The production gives a realistic portrait of the Victorian style of “playing Shakespeare” in a theatre. To modern eyes, the Victorian style of acting appears comical and ludicrous, with all the gestures and speaking being very melodramatic – it has to be seen to be believed! It was a real delight to see the Victorian style of playing recreated and it was also highly entertaining.
What gives this play and this production an extra edge is the energy and the passion brought onto the stage by the excellent ensemble cast. The piece was acted with total commitment by all the actors, and all the performances felt very heartfelt. The actors really made me care about the people in the story.

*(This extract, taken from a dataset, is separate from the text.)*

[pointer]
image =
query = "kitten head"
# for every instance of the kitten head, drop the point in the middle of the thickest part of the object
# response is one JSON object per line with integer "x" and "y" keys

There is an outstanding central performance from Adrian Lester playing Ira Aldridge, who truly lives and breathes the part. He is ably supported by an excellent ensemble cast, with all the actors giving very strong performances, but special mention has to be given to Eugene O’Hare playing Pierre Laporte, Rachel Finnegan playing Halina/Betty Lovell/Margaret Aldridge and Natasha Gordon playing Connie.
In summary, I thought this production was outstanding, due to the quality of the writing and the ensemble acting. It took my breath away and I was mesmerized from start to finish. Race and racism are hot topics in modern-day Britain, and the subject matter and the themes of the play remain relevant and pertinent today. Finally, the play made me think, and that is what I go to the theatre for. Beg, borrow and steal to get a ticket and see the show!
Red Velvet first played at the Tricycle Theatre in 2012 to sold-out houses and widespread critical and public acclaim. It has returned to the Tricycle for a limited run prior to its Broadway (New York) transfer.
Red Velvet plays at the Tricycle Theatre until 15 March 2014 and then transfers to Broadway (New York).